Post-Race Recovery Nutrition
The 30-minute window after finishing your marathon represents a prime opportunity for recovery nutrition. During this period, aim to consume approximately 20 grams of protein and 80 grams of carbohydrates. This combination jumpstarts muscle repair and begins replenishing the glycogen stores you depleted during the race. A practical example would be a recovery shake with protein powder and fruit, or a bagel with peanut butter alongside a glass of chocolate milk.
Many runners find their appetite suppressed immediately after a marathon, making solid food unappealing. In this case, liquid nutrition or easily digestible options work better. A commercial recovery drink, a smoothie, or even a sports drink with a protein bar can serve the purpose. The goal is not a gourmet meal but rather getting the necessary macronutrients into your system while the recovery window is open.
When Carb Loading May Not Apply
Carbohydrate loading is specifically recommended for races lasting longer than 90 minutes. For faster runners who will complete a marathon in under 2 hours and 30 minutes, the standard protocol still applies because even elite performances exceed the 90-minute threshold. However, if you are using these principles to prepare for a shorter race like a half marathon that you will finish in 80 minutes, full carbohydrate loading is unnecessary. Your existing glycogen stores, topped off with a normal pre-race meal, will be sufficient for the effort.

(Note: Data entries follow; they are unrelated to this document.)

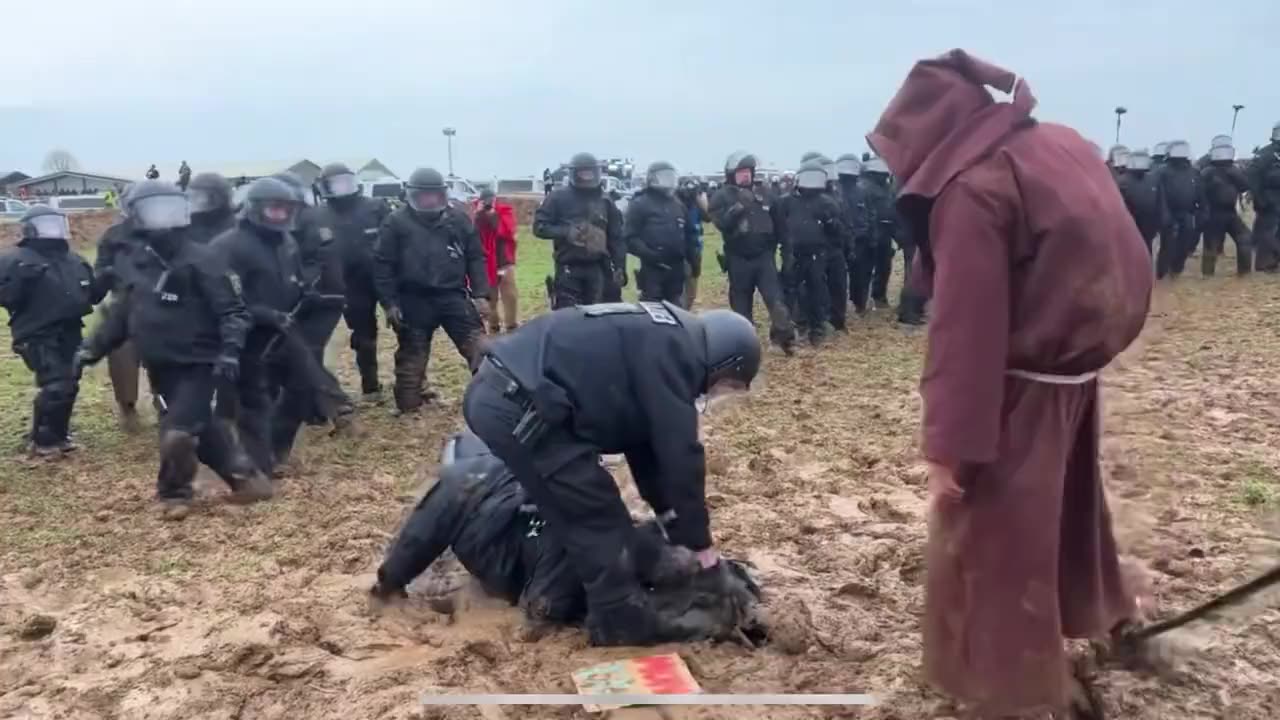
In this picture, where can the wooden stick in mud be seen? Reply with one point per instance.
(1230, 597)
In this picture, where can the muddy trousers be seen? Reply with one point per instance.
(361, 317)
(191, 434)
(1266, 237)
(837, 287)
(305, 390)
(581, 506)
(123, 368)
(1216, 229)
(813, 296)
(580, 283)
(869, 276)
(910, 304)
(1176, 244)
(750, 274)
(50, 356)
(424, 314)
(662, 282)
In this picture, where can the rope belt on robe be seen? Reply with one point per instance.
(1048, 378)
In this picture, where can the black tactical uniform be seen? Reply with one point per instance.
(876, 264)
(574, 383)
(746, 222)
(480, 511)
(428, 267)
(1180, 186)
(1224, 183)
(109, 267)
(656, 235)
(355, 220)
(266, 260)
(183, 310)
(586, 231)
(48, 290)
(211, 213)
(1265, 186)
(1143, 196)
(810, 224)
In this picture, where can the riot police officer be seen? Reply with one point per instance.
(211, 213)
(883, 235)
(1224, 183)
(574, 383)
(586, 231)
(812, 228)
(656, 235)
(1265, 185)
(264, 256)
(1141, 190)
(48, 290)
(183, 310)
(355, 220)
(110, 265)
(745, 219)
(1180, 186)
(429, 269)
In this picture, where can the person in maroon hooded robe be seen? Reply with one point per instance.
(1038, 279)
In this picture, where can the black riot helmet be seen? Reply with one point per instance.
(732, 349)
(740, 160)
(158, 206)
(42, 222)
(812, 176)
(662, 176)
(848, 165)
(584, 172)
(209, 192)
(272, 204)
(338, 181)
(426, 192)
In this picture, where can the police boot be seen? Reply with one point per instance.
(177, 469)
(410, 370)
(366, 361)
(1243, 259)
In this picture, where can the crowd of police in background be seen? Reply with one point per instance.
(229, 309)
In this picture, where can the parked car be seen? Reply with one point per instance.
(12, 209)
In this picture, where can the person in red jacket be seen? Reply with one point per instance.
(496, 220)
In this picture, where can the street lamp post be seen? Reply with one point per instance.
(449, 133)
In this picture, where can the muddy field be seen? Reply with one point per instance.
(105, 611)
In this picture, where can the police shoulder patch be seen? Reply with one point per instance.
(659, 314)
(602, 309)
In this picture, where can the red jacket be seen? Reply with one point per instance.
(497, 238)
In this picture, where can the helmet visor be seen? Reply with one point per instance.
(279, 213)
(426, 200)
(201, 200)
(161, 212)
(339, 186)
(663, 180)
(812, 180)
(50, 227)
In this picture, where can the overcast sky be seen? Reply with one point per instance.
(123, 83)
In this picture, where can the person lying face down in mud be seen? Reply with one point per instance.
(479, 510)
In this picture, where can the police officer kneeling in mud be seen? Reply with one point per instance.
(479, 510)
(183, 311)
(579, 382)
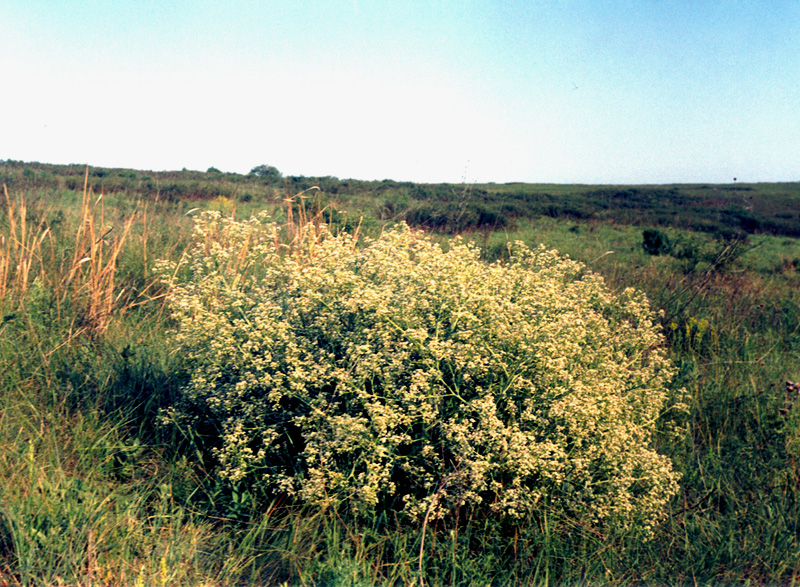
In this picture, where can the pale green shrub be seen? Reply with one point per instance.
(400, 375)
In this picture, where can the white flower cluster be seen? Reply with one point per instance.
(400, 373)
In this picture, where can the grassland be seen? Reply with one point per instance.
(94, 492)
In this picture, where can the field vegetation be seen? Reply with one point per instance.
(96, 488)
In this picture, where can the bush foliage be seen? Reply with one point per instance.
(403, 376)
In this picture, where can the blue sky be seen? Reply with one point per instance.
(562, 91)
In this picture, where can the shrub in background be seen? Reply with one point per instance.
(400, 376)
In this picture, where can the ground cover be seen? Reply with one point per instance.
(94, 491)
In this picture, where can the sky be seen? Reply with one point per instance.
(541, 91)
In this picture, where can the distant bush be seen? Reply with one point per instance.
(655, 242)
(400, 377)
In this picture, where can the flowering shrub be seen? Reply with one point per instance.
(398, 374)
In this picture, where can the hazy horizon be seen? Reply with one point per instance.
(551, 91)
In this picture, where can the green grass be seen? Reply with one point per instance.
(94, 491)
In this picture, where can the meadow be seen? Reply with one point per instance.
(95, 490)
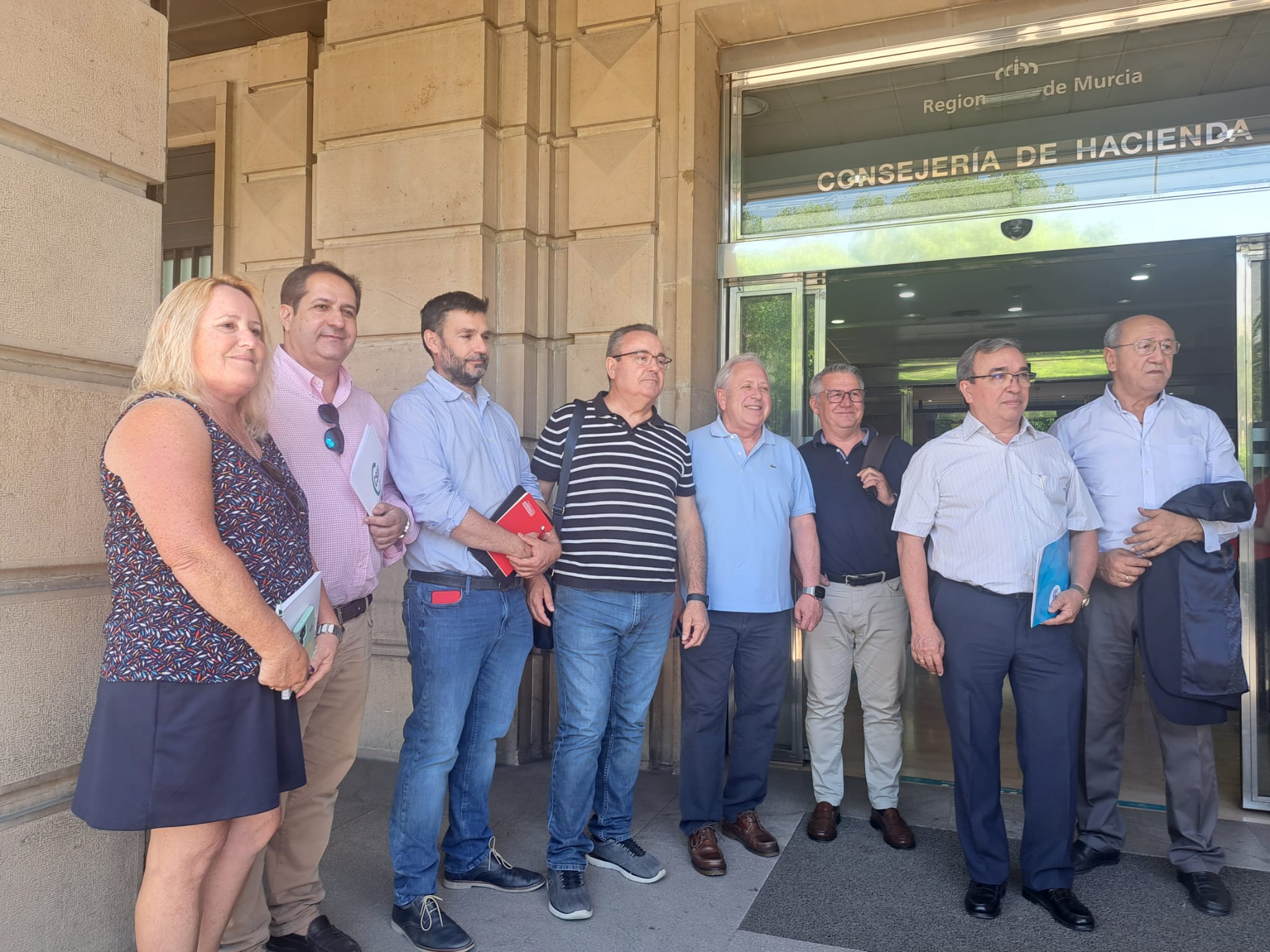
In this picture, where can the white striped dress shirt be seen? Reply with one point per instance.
(988, 507)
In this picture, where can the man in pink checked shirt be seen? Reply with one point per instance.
(318, 420)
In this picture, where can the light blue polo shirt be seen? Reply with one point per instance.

Looking ahead, sports nutrition research continues to evolve. Current investigations are examining the role of the gut microbiome in carbohydrate absorption, personalized nutrition based on genetic markers, and novel carbohydrate formulations that may allow even higher hourly intake without digestive consequences. For now, the fundamentals remain: load glycogen in the days before, eat a tested breakfast on race morning, fuel consistently during the race, and recover properly after. These principles have carried countless runners across finish lines and will continue to do so while the science refines the details.
Conclusion
Successful marathon nutrition requires planning that begins days before the starting line. The 2-3 day carbohydrate loading phase at 8-12 grams per kilogram of body weight, the familiar low-fiber dinner with three-quarters carbohydrates the night before, the calculated breakfast of 1-4 grams of carbohydrate per kilogram eaten 2-4 hours before the race, and the consistent 60-90 grams of carbohydrates per hour during the run form an integrated system. Each component supports the others, and skipping any element compromises the whole. The most important principle is also the simplest: test everything during training.
The best nutrition plan on paper means nothing if your body rejects it at mile 20. Run your long training sessions with the same breakfast, the same gels, the same timing you plan to use on race day. By the time you reach the starting line, your nutrition strategy should feel as automatic as your stride. The marathon presents enough challenges without adding an untested stomach into the equation.